I re-read books I particularly enjoy, and I also save the good ones because I have romanticized ideas that someday my future children might want to read them. And I would want to make sure that all the books I give them are error-free and provide a good experience. I have had decent luck during my all-indie year for books I purchase (although the Delphi Classics people don’t always proof as well as they could!) and have found that at least with indie authors, you can get a reply, and often a fix, if you email them and report a problem.
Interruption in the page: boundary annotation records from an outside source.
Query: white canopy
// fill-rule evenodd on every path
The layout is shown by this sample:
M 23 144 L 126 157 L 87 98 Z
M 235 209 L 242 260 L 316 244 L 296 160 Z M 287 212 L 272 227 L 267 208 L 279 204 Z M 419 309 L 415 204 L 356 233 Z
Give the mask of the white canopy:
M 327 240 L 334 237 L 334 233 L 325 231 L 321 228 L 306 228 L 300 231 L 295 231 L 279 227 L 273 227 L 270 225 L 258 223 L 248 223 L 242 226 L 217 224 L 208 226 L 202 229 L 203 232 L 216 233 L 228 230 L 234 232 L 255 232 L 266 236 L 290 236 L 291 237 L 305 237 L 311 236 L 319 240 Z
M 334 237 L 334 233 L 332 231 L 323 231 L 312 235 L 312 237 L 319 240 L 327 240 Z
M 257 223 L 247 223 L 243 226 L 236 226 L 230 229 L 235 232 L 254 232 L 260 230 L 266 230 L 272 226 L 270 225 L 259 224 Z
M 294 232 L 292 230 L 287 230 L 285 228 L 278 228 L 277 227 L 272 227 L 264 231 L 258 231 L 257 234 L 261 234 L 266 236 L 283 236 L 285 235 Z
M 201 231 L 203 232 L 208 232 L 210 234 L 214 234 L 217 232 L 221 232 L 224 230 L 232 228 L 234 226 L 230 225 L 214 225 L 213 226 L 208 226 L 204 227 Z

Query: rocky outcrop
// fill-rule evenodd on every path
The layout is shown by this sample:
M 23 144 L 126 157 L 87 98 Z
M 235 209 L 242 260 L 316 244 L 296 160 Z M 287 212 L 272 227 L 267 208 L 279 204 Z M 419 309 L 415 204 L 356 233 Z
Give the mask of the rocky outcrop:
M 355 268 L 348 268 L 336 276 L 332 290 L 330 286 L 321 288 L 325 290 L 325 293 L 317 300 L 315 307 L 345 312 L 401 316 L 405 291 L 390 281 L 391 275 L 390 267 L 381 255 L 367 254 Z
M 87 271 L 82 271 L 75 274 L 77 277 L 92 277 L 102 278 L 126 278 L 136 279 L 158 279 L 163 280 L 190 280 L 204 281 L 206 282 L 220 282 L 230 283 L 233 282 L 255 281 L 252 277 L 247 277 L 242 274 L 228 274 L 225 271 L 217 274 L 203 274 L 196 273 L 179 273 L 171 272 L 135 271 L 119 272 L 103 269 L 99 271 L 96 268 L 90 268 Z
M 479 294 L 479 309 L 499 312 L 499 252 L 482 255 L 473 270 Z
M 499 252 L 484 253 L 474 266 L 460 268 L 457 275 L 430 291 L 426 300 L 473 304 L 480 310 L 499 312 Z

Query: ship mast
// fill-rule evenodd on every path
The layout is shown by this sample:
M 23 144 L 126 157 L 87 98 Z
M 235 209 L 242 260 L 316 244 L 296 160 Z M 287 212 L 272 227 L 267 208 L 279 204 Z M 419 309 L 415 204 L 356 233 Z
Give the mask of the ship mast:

Not so with Big Pub though! Just for fun, I spot-checked a few books just now that I had returned. In one case, I even spoke with the author about it and she basically shrugged and said, ‘Oh well.’ That was last October—I know for sure because I wrote about it for TeleRead. Guess what? The book is still listing on the Kindle store for $17.93, and the sample is still showing the typos.
This is why I only read releases from the big publishers in library book form now. Nothing takes me out of a good story more than feeling like I’m suddenly working in an unpaid copy-editing job. At least with a library book, I didn’t pay for it. So it’s easy to just delete and move onto something better.
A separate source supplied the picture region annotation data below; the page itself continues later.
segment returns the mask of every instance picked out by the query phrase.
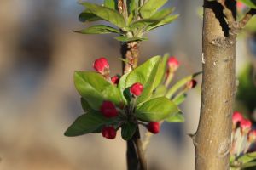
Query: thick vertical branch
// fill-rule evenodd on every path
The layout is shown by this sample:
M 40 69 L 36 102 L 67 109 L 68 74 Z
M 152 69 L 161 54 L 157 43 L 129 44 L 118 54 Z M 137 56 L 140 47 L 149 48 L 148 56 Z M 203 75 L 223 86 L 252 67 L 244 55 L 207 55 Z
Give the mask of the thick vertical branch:
M 123 73 L 128 73 L 137 66 L 139 46 L 137 42 L 124 42 L 121 44 Z M 143 150 L 139 128 L 137 127 L 132 139 L 127 141 L 127 167 L 128 170 L 146 170 L 147 163 Z
M 235 3 L 226 1 L 233 14 Z M 236 89 L 236 35 L 229 35 L 223 8 L 215 1 L 204 1 L 201 107 L 199 127 L 193 137 L 196 170 L 229 169 Z

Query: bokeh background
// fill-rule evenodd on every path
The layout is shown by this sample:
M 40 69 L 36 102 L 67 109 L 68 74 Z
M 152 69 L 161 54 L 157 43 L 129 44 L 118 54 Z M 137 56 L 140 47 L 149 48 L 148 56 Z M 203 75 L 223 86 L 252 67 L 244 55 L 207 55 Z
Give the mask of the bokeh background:
M 197 11 L 202 0 L 169 3 L 181 15 L 148 35 L 149 41 L 141 44 L 140 62 L 168 52 L 181 62 L 178 79 L 201 70 L 202 20 Z M 125 169 L 125 142 L 119 133 L 114 140 L 101 134 L 63 135 L 83 113 L 73 71 L 92 71 L 94 60 L 104 56 L 113 74 L 121 72 L 119 43 L 113 35 L 71 31 L 84 27 L 78 20 L 83 9 L 75 0 L 0 0 L 1 170 Z M 237 44 L 237 75 L 247 68 L 244 79 L 252 88 L 248 100 L 253 109 L 242 99 L 239 108 L 250 114 L 256 105 L 255 32 L 244 33 Z M 197 80 L 201 83 L 201 77 Z M 194 169 L 195 150 L 188 133 L 197 128 L 200 93 L 200 87 L 189 92 L 182 105 L 185 123 L 166 123 L 152 138 L 146 153 L 150 170 Z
That’s one great thing about audiobooks. You don’t see the typos. 😉
@Andy. Haven’t you ever heard a narrator flub a word? That’s an audiobook “typo” and I’d quit the book if there were too many.
My dealbreakers:
Bad or non-standard formatting. Project Gutenburg’s plain vanilla text.
Too much action and too little development or detail. I prefer building up to something big rather than a lot quick incidents one after the other.
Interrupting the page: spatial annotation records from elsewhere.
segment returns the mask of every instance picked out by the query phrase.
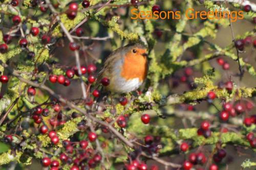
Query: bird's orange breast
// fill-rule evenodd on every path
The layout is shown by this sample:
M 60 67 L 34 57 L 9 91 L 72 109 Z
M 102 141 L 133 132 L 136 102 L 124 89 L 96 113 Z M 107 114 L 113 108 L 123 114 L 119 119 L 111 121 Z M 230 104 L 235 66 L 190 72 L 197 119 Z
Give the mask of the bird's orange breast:
M 147 72 L 146 57 L 141 55 L 135 56 L 129 53 L 124 57 L 121 69 L 121 76 L 127 80 L 139 78 L 143 81 L 146 78 Z

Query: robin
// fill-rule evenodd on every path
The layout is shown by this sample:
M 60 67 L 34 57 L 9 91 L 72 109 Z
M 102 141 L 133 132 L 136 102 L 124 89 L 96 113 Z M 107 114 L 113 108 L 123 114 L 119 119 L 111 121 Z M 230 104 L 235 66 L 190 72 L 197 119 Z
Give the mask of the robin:
M 139 43 L 120 47 L 107 58 L 98 80 L 108 79 L 106 89 L 123 93 L 136 90 L 141 85 L 147 74 L 147 49 Z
Flying people. Humans aren’t aerodynamic and internal engery sources that give people flight aren’t believable. Too a lessor extent; magic or other events that defy plausibility.
Religious proselytizing. It is ok for books to be about religions or have religious people, but I won’t take an author preaching religion to readers.
@Greg. True, there are mistakes in any medium. The audiobooks I’ve listened to haven’t had many flubs other than inconsistencies in pronouncing names. When I give up on an audiobook, it’s usually because I don’t like the reading style.
About flying, Ian Creasey’s “The Prize Beyond Gold” has an interesting and more-realistic treatment of it. Flying is a part of a vast body modification trend that has its detractors, which is a major theme of the story, and people who’ve been well-modified for flying cease to look human. A free audio version of it is on the podcast Escape Pod here: http://escapepod.org/2011/11/10/ep318-the-prize-beyond-gold/
I stop reading when the dialogue feels completely unrealistic to me.